This is a Story Especially Close to Farmfront
Our board members have taken 2020 to act as farm community advocates and advisors in our own small parts of the world. Stevi Stewart has a great love and passion for the poultry world of western Kentucky. Her colleagues know it, too. That’s how she met Erick and got to witness his story.
If you are in Western Kentucky, Western Illinois, or the St. Louis Metro area and you want to expand your community of folks who know other folks and want to see you make the ag industry in those areas a little better like Erick, contact us.
A Western Kentucky man decided to make a transition from the military to chicken farming. This is about his story.
After 21 years of service, Erick Duncan is preparing to retire from the military in the fiscal year 2021. Erick who is married and has two daughters wants to be able to spend more time closer to home. Chicken farming in Western Kentucky presented that opportunity. In the middle of that preparation, he decided it was time to purchase his second chicken farming operation. That brought him a total of 8 chicken houses. Going full-time chicken farming is becoming a reality.
Erick didn’t grow up in a farming family. That doesn’t mean he wasn’t ready for farming challenges though. When asked how the military prepared him for the chicken industry he stated, “The military has taught me how to overcome adversity. Farming is not going to be a walk in the park and not a job that I would consider as a 9 to 5. I like challenges.”
When it comes to chicken farming, there’s plenty of challenges to tackle.
Erick started chicken farming in the latter half of 2018. He started at a relatively manageable scale with 4 40 x 500 broiler chicken houses, but he already knew he wanted to expand. That finally got started in the spring of 2020 when he purchased a second 4 house farm down the road.
He has finished his first flock in the new farm in time for the fall of 2020. Yet, it is just the start. There’s still a lot to learn just a couple of years into poultry farming. There are especially unique challenges with older poultry barns. Barns are like houses. They have residents who are eating, pooping, and living. Like houses, those barns have to be clean and safe for its residents. No exceptions. Older materials aren’t always going to deliver that. Ask anyone who lives in a Victorian house. Still, he’s going to continue producing chickens from the older barns until he’s ready to build newer, larger barns in the near future.
Day-to-day farming maintenance and engineering challenges are some of the hardest parts of learning the chicken farming industry. An advantage of growing up in a farming family is getting the practice and experience of equipment hacking from an early age. Erick though has had to learn that stuff on the fly as a grown adult. The best solution to overcome that? Erick’s most valuable business resource is the network of fellow Kentucky farmers he has befriended.
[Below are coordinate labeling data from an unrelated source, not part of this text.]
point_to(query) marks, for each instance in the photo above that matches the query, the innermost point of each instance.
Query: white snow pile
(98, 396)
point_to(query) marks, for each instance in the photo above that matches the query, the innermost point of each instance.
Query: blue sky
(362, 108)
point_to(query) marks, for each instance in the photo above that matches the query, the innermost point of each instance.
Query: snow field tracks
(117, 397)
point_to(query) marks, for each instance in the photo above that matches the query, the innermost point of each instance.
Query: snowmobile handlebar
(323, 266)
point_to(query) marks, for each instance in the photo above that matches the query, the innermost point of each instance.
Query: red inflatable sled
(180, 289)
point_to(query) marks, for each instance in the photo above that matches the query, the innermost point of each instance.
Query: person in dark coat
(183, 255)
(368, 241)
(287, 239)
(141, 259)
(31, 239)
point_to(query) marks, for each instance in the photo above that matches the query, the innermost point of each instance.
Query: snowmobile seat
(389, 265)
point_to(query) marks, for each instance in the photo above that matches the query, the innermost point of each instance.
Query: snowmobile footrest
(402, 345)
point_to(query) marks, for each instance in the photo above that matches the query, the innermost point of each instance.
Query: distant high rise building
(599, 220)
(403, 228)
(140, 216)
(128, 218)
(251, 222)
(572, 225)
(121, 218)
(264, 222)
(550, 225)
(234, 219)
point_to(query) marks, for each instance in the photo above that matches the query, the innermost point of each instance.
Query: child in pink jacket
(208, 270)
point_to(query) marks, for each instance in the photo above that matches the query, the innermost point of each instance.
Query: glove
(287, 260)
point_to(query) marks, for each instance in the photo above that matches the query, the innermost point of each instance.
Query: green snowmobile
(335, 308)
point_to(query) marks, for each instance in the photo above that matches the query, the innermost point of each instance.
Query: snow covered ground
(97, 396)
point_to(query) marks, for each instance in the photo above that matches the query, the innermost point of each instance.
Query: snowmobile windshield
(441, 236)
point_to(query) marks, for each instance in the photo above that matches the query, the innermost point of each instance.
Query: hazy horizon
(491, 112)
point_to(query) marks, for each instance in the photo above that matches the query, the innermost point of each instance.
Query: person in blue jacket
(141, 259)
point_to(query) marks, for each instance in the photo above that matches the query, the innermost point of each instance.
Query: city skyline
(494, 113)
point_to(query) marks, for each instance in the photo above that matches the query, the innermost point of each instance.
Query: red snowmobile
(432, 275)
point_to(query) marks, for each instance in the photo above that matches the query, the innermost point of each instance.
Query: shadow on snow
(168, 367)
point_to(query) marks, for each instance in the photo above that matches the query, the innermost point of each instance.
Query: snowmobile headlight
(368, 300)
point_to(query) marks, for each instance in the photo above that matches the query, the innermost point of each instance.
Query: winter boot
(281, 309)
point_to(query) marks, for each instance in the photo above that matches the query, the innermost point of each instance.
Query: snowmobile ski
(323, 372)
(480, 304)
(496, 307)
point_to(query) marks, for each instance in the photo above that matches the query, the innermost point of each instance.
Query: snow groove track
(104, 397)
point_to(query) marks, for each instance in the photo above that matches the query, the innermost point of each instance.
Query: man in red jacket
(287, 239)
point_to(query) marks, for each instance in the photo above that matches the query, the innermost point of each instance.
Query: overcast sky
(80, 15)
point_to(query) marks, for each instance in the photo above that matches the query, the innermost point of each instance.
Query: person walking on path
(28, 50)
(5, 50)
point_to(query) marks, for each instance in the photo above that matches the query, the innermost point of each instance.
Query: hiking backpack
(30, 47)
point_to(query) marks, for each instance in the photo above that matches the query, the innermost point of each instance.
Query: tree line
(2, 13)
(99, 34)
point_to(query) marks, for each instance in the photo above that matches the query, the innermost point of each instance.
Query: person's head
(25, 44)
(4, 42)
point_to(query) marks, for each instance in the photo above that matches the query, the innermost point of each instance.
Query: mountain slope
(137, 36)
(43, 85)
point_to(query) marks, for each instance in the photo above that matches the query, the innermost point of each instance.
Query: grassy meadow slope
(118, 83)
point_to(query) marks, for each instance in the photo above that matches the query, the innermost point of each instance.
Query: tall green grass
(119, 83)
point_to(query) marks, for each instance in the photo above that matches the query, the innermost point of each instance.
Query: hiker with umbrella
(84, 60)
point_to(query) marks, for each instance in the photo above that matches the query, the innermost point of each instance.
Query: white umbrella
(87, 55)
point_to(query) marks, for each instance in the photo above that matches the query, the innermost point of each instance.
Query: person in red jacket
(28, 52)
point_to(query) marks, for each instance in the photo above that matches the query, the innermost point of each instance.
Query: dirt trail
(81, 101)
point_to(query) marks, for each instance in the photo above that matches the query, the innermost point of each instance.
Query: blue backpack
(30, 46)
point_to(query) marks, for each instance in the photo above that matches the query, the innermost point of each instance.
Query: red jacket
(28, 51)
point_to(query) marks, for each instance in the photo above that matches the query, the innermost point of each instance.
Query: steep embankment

They bring those missing decades of experience and can direct him down the right path.
Erick’s most valuable business resource is the network of fellow Kentucky farmers he has befriended.
Going Forward
COVID restrictions, and processing plants not being able to stay in operation has meant many parts of the meat industry have suffered this year. Thankfully, Erick notes that he has not noticed much of a change in his chicken growing. The operation he grows for has been lucky enough to continue processing, while following all guidelines. That means farmers have not been left out in the cold here, as they have in other areas.
Erick’s words of advice for those coming into farming from a non-agricultural background are, “Don’t be afraid to take risks and never let someone tell you no unless they can explain why.” He also thinks a new farmer’s best asset is good time management, especially when beginning to learn the commitments of a new operation.
You only have as many iterations as your career is long to get stuff right! We can’t agree more.
Don’t be afraid to take risks and never let someone tell you no unless they can explain why.